Effective date and special rule

(1)

In general

The amendment made by subsection (a) shall apply to taxable years beginning after December 31, 2012.

(2)

Change in method of accounting

In the case of any taxpayer required by the amendment made by this section to change its method of accounting for its first taxable year beginning after the date of the enactment of this Act—

(A)

such change shall be treated as initiated by the taxpayer,

(B)

such change shall be treated as made with the consent of the Secretary of the Treasury, and

(C)

the net amount of the adjustments required to be taken into account by the taxpayer under section 481 of the Internal Revenue Code of 1986 shall be taken into account ratably over a period (not greater than 8 taxable years) beginning with such first taxable year.

411.

Modifications of foreign tax credit rules applicable to dual capacity taxpayers

(a)

In general

Section 901 of the Internal Revenue Code of 1986 is amended by redesignating subsection (n) as subsection (o) and by inserting after subsection (m) the following new subsection:

(n)

Special rules relating to major integrated oil companies which are dual capacity taxpayers

(1)

General rule

Notwithstanding any other provision of this chapter, any amount paid or accrued by a dual capacity taxpayer which is a major integrated oil company (as defined in section 167(h)) to a foreign country or possession of the United States for any period shall not be considered a tax—

(A)

if, for such period, the foreign country or possession does not impose a generally applicable income tax, or

(B)

to the extent such amount exceeds the amount (determined in accordance with regulations) which—

(i)

is paid by such dual capacity taxpayer pursuant to the generally applicable income tax imposed by the country or possession, or

(ii)

would be paid if the generally applicable income tax imposed by the country or possession were applicable to such dual capacity taxpayer.
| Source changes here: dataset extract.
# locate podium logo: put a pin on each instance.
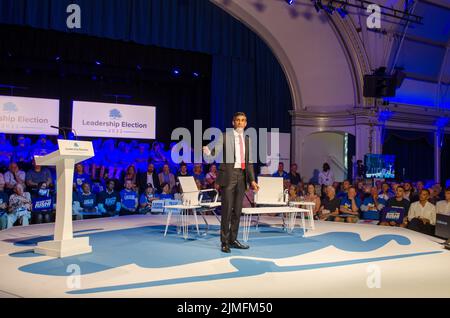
(10, 107)
(115, 114)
Nothing in this paragraph shall be construed to imply the proper treatment of any such amount not in excess of the amount determined under subparagraph (B).
(2)

Dual capacity taxpayer

For purposes of this subsection, the term dual capacity taxpayer means, with respect to any foreign country or possession of the United States, a person who—

(A)

is subject to a levy of such country or possession, and

(B)

receives (or will receive) directly or indirectly a specific economic benefit (as determined in accordance with regulations) from such country or possession.

(3)

Generally applicable income tax

For purposes of this subsection—

(A)

In general

The term generally applicable income tax means an income tax (or a series of income taxes) which is generally imposed under the laws of a foreign country or possession on income derived from the conduct of a trade or business within such country or possession.

(B)

Exceptions

Such term shall not include a tax unless it has substantial application, by its terms and in practice, to—

(i)

persons who are not dual capacity taxpayers, and

(ii)

persons who are citizens or residents of the foreign country or possession.

.

(b)

Effective date

(1)

In general

The amendments made by this section shall apply to taxes paid or accrued in taxable years beginning after December 31, 2012.

(2)

Contrary treaty obligations upheld

The amendments made by this section shall not apply to the extent contrary to any treaty obligation of the United States.